# Understanding a dataset

## Setup
### Imports
In order to work with data, we need to import some libraries.

In [None]:
import pandas as pd                     # for dataset manipulation (DataFrames)
import sklearn.datasets                 # the datasets we are going to use
import numpy as np                      # allows some mathematical operations
import matplotlib.pyplot as plt         # library used to display graphs
import seaborn as sns                   # more convenient visualisation library for dataframes

### Loading the dataset

In [None]:
iris = sklearn.datasets.load_iris()
df = pd.DataFrame(data= np.c_[iris['data'], iris['target']], columns= iris['feature_names'] + ['target'])

The dataset is now loaded into the `df` variable, which stands for "DataFrame".
DataFrames are objects proposed by the `pandas` library. They are basically convenient tables, with a lot of built-in functions to manipulate them.

You can see what the dataframe looks like by executing the cell below :

In [None]:
df

## Data understanding
### Data source and documentation
Before even writing any code, it is important to check where the data is coming from and gather as much information as possible on the data it contains.
The iris dataset - that we loaded above - is a popular dataset to teach machine learning, meaning information is easily accessible on the internet.


#### Questions
**Before beginning the data analysis, find the answers to the following questions:**
- Who created the dataset? When and why?
- Describe briefly what the iris dataset contains.
- What information does the columns contain?
- In particular, what is the `target` column, and what does its values correspond to?

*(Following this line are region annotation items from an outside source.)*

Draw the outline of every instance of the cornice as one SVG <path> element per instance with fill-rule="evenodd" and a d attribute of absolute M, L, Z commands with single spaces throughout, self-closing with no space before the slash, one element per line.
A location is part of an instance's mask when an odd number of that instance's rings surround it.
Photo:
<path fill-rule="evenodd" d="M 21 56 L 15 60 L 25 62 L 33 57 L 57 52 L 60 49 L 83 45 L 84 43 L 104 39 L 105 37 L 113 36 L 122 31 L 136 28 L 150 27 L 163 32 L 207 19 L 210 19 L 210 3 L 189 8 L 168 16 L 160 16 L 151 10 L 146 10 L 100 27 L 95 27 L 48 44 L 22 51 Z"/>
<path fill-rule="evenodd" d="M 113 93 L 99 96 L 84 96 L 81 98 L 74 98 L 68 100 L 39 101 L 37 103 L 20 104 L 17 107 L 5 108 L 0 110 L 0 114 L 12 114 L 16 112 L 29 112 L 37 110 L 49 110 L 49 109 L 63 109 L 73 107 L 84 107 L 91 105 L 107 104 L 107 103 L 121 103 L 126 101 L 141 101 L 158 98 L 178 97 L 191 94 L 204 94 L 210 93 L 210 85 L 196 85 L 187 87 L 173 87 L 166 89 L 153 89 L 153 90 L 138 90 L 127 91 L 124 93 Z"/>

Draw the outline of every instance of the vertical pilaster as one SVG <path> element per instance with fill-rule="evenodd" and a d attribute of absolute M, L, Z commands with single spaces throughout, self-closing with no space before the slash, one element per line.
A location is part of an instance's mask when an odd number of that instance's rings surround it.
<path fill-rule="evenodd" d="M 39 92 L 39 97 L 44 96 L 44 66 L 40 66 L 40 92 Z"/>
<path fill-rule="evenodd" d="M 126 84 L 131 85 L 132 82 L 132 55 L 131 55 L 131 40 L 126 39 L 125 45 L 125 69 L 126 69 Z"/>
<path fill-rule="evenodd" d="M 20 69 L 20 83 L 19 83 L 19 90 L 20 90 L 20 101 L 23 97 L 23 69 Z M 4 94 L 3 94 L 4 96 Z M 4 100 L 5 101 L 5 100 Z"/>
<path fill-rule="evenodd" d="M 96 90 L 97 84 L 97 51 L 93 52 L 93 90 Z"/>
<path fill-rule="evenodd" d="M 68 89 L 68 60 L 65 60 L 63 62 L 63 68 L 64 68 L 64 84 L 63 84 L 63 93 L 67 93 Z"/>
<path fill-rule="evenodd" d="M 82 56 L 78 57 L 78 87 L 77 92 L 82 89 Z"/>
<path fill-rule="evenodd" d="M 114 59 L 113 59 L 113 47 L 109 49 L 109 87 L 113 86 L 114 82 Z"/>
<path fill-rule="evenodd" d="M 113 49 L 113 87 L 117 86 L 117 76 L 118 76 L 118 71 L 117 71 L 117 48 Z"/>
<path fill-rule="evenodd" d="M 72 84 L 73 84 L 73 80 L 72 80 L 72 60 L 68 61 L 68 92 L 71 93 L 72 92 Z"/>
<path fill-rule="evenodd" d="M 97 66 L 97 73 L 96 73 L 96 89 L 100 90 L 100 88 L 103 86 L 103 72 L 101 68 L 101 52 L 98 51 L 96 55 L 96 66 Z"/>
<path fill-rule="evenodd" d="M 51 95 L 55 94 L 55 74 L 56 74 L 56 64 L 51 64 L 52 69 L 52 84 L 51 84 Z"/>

*Hint: We use the `scikit-learn` library to load the dataset.*


#### Answers
*[Your answers here]*


### Getting general information about the dataset

#### Questions

1. How much data does the dataset contain?
2. How many features (columns) are there?
3. Name the different columns and their data types.
4. For each column, check the values of the following statistics: mean, standard deviation, minimum, maximum, and median.
5. How do these values vary within each type of iris? *(Use the code sample below as reference)*

*Hint: You will need to use the pandas functions: `DataFrame.shape`, `DataFrame.head()`, `DataFrame.describe()`, and `DataFrame.info()`. Make sure to [check their documentation](https://pandas.pydata.org/pandas-docs/stable/reference/frame.html)!*

In [None]:
# Below is a code sample to show you how to filter a DataFrame
filtered_data = df[df["sepal length (cm)"] > 5]
filtered_data

In [None]:
# Your code here

*[Your answers here]*

### Basic validity checks

In order to use a dataset for machine learning, we generally want to have "clean" data. Generally, we want to avoid missing and absurd values, duplicates, and imbalanced datasets.

#### Questions
1. How many rows contain missing data?
2. What does it mean for a dataset to be "balanced"? Do you think this dataset is balanced?
3. Is there any duplicated data in the dataset? In your opinion, is it good or bad for machine learning? Why?

*Hint: You will need to use the `value_counts()` and `duplicated()` functions.*

In [None]:
# Your code here

*[Your answers here]*

### Making the data more convenient to use

You have probably noticed that the column names are quite long and also contain spaces, which is generally inconvenient in code. You can use the following code to change them:

In [None]:
df.columns = ['sepal_length', 'sepal_width', 'petal_length', 'petal_width', "species"]
df

The `class_float` column is also a bit hard to read, because the classes are represented by numbers. This can be preferable for some algorithms, but for our use case today we will replace these values by explicit names. For this, we will use the `DataFrame.apply()` function.

In [None]:
# This is the function we will apply to the "class_float" column
def name_mapping(number:float):
    """This function maps 0.0, 1.0 and 2.0 to their corresponding values in the iris dataset."""

    name_map = {
        0.0: "class1", # replace by the correct name
        1.0: "class2", # replace by the correct name
        2.0: "class3", # replace by the correct name
    }

    if number not in name_map.keys(): # making sure the number is one of the expected values
        raise ValueError("Not a valid number!")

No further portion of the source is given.